North Shore Child & Family Guidance Center Lets the Light Shine In With Tour of Historic Whispered Wishes Headquarters

Also announces capital campaign for major windows renovation project

Roslyn Heights, NY, October 5, 2017 The past came to life on October 3rd as North Shore Child & Family Guidance Center hosted a luncheon at its Roslyn Heights headquarters, known as “Whispered Wishes,” featuring a visit by one of the home’s former occupants.

Whispered Wishes today, which is the Guidance Center’s main headquarters.

Mary Jo Balkind, the granddaughter of one of the building’s early owners, financier and industrialist Charles C. Auchincloss, lived in the Guidance Center’s headquarters during WW II when she was a young girl. She enthusiastically shared many stories of those years with the luncheon’s guests, which included board members, donors and New York State Senator Elaine Phillips.

“It was a working farm,” said Balkind, who lived in the home with her grandparents, mother and siblings. “We had pigs, cows and chickens, along with a tennis court and stable. It was a great place to live.”

Another interesting point of history: Balkind’s sister Rosie was best friends with future First Lady Jacqueline Bouvier Kennedy, who visited the home often as a young girl.

Buck and Leslie Balkind with Buck’s mother Mary Jo Balkind and her drawing of the original estate’s layout.

The history of the building—one of the oldest in the East Hills area—is quite fascinating, said Howard Kroplick, Town Historian for the Town of North Hempstead. Whispered Wishes, formerly named “Builtover” by Charles Auchincloss when he purchased the home in 1905, was originally part of a 46-acre property owned by the Willets and Taber families, early settlers of Long Island.

Well-known architecture firm Peabody, Wilson and Brown was hired by Auchincloss to update the original home and turn it into a 25-room Georgian Revival mansion. He also hired the famed Olmstead Brothers, who designed Central Park, as architects for the grounds in 1917.

Kroplick stated, “This is a building that does so many wonderful things for the community. It should be cherished and preserved.”

John Grillo, Senator Elaine Phillips, Guidance Center Executive Director Andrew Malekoff and Board President Nancy Lane.

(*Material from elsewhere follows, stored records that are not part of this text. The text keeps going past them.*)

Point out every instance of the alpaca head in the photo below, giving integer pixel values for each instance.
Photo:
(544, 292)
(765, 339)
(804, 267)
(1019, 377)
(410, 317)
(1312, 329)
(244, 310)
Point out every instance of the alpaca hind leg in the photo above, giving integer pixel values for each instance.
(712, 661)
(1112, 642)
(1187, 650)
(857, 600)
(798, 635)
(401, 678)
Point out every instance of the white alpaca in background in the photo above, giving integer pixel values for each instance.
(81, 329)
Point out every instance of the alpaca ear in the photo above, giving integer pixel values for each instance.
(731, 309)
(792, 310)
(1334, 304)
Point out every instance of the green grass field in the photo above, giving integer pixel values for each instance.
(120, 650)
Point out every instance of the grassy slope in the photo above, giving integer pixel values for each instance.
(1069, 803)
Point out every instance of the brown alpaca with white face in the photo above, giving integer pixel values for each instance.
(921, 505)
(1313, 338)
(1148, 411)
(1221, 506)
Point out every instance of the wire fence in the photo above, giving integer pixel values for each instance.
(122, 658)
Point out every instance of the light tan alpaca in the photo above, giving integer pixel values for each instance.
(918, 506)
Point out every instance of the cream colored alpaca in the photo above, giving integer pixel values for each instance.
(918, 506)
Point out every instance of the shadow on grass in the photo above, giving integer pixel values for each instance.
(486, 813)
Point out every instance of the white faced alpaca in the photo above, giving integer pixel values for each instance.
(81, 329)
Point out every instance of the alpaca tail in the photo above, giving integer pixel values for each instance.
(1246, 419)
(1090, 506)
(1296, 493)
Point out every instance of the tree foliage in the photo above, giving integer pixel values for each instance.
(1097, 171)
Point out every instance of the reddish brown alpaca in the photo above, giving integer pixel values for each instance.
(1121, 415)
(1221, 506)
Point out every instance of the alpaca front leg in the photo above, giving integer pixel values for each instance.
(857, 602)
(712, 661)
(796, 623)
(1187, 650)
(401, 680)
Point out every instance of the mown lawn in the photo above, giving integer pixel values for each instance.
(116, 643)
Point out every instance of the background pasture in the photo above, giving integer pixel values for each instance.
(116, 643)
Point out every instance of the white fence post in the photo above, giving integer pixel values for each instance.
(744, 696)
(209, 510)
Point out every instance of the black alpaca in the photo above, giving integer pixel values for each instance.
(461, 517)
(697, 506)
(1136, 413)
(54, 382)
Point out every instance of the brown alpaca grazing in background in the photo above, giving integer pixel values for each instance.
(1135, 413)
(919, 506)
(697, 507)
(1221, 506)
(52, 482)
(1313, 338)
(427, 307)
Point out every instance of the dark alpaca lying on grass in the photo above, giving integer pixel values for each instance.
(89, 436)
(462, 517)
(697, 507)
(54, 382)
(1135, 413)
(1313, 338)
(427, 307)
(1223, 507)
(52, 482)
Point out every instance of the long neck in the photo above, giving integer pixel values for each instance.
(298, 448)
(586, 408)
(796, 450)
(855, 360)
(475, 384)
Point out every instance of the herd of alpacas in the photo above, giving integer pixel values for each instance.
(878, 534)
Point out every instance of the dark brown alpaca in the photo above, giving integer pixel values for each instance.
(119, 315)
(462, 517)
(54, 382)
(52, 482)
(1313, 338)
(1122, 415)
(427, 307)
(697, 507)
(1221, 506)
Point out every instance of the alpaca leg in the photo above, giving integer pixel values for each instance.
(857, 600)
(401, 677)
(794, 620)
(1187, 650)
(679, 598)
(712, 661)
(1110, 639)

Gold Coast historian Paul J. Mateyunas gave the audience a tour of the home, pointing out its numerous original features, from fireplaces to sconces to cast iron heating grates to a call box for the servants. “This is an amazing example of preservation,” said Mateyunas.

Since the Guidance Center purchased the home in 1983, preserving its beauty and structural integrity has been of utmost importance. Executive Director Andrew Malekoff told the luncheon guests that the Guidance Center is embarking on a crucial renovation project to keep the “warm and welcoming” feeling for all of the Guidance Center’s clients.

“We’re very grateful to Senator Phillips for helping us secure $100,000 toward the windows project from the Dormitory Authority of New York State,” said Malekoff, noting that the cost to replace all 120 windows will be approximately $1.2 million.

Jacqueline Bouvier Kennedy with Rosie Balkind in front of the home’s barn.

For her part, Mary Jo Balkind is thrilled that her former childhood home is a place where helping children and families in need of mental health services is paramount. “I’m so thankful that the Guidance Center has preserved the beauty of this house. They’ve also preserved the spiritual essence of the building. There is the most wonderful atmosphere here; from the moment you walk in you can feel it. It makes me so happy that the Guidance Center is here.”